01 décembre 2012

Hortensia Kebab

Ce jour-là, j’allais être en retard au boulot mais elle voulait gratter le petit bout de croûte noire, en haut à gauche, de ma cicatrice, de mon trou dans le bras. Oui parce qu’à la clinique ils avaient dit non attendez, vous n’avez pas bien compris, c’est pas une incision qu’on vous a fait, c’est un trou dans le bras. Elle grattouille avec son bistouri, vous voyez ce petit bout de croûte noire là en haut à gauche, je crois que c’est ça, je vais essayer de gratter, mais en fait vous savez, je suis pas très sûre de ce que je fais, c’est pas vraiment mon boulot, je suis juste infirmière moi, mais bon ça y est attention voilà je gratte, là. Puis elle a dit ah et au fait, hein, surtout, avec ça sur le bras, pas de soleil pour vous cet été, et là j’ai compris qu'elle était folle. 
Au travail, dans les grands couloirs pleins de fenêtres j’erre entre deux cigarettes ou bien on reste bloqués dans les ascenseurs, moi et la femme de ménage, celle qui fait les ascenseurs au chiffon, et qui sursaute comme au premier jour quand tu lui souhaites une bonne journée.

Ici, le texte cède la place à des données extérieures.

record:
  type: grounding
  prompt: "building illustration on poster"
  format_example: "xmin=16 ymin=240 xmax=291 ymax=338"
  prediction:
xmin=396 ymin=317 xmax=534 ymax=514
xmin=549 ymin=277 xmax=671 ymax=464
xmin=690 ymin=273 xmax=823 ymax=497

Dans la cour d’honneur où je fume, je mate les pigeons, un ou deux pompiers, les agents de sécurité et puis les statues des porte-lance là haut, bien droites, sur le toit. Au Japon, les gens descendent dans la rue contre le redémarrage des centrales et sous le signe de l’hortensia. Ici depuis mai l’ennui s’installe et juillet avance en ressemblant à l’hiver, même quand il se met soudain à faire trente-deux degrés, chape de plomb, ciel bouché. Et quand on se retrouve sous les pins pour un soir sur le chemin des îles à Kamena Vourla, P. me tend une bière, je n’ai rien vu venir, je me pince : la voûte des arbres au dessus du grand bar, le petit dee-jay velu qui remixe Patty Pravo, la musique par-dessus le bruit des voitures, l’odeur de kebab, et le chant des oiseaux. Au matin le ferry avance lentement dans le détroit, entre le Continent et l’Eubée, au milieu des golfes, des carrières, des vieux villages détruits ou abandonnés. Sur l’île, pour remonter à la maison après les bières bues dans le bar semi-désert ou Katerina chante le soir de sa voix ferme pour faire danser trois cultivateurs de prunes séchées et deux plaisanciers égarés, ou bien au Bardon où la serveuse nous met en riant des glaçons dans la pression, on prend nos quatre-cent marches ou nos ruelles en pentes que je finis chaque soir de grimper pieds nus et les baskets à la main que j’ai retirées en chemin. Je suis Ava Gardner, P. et moi titubons en chantonnant, forçant à peine dans la côte sur de vieux genoux qui ne nous portent plus, jusqu’au lit où nous nous jetons éreintés et soufflant comme des bœufs, à l’heure du retour à l’étable. Et quand un restaurant ici, un café là, mettent la clé sous la porte au beau milieu de l’été, ce n’est pas faute qu’on y ait descendu de l’ouzo jusqu’à en pleurer. 
Alors plus tard, quand la rentrée a décidé de nous assommer, qu’au Tamil Nadu les anti-nucléaires indiens ont été rejetés à la mer, et qu’en France les huit millions sous le seuil de pauvreté ont été dépassés, Il n’y a plus ni kebabs ni hortensias, le matin et le soir moi j’ai repris à pointer, et puis mes patronnes ont recommencé à raconter sans cesse qu’elles sont sous l’eau, mais moi tant pis je plonge pas assez profond pour aller les repêcher. Dans la cour ils ont remis des piques contre les pigeons et certains viennent s’embrocher, mais il y a toujours autant de fiente sur les carreaux à ma fenêtre, c’est juste qu’on en prend moins sur la tête, en allant fumer. Depuis que le froid revient, souvent j’ai envie de manger des éclairs au chocolat ou au café, je m’achèterais bien quelques polos orange, et le petit agent technique du rez-de-chaussée a remis son joli pantalon bleu de travail qui me fait grimper. C’est bientôt Noël, et pour un aéroport qui engraissera les géants du BTP, le gouvernement a ressorti les matraques auxquelles les sociaux-démocrates n’ont jamais complètement renoncé. Pour calmer le boccage nantais, nos forces de l’ordre ont décidé que les grenades assourdissantes, aux manifestants, on pouvait désormais aussi bien les leur jeter aux pieds.

Je sais pas, après les bains de mer dans l’île, il n’y a plus de petit bout de croûte noire en haut à gauche de ma cicatrice, mais à l’approche de l’hiver je recommencerais bien à la gratter.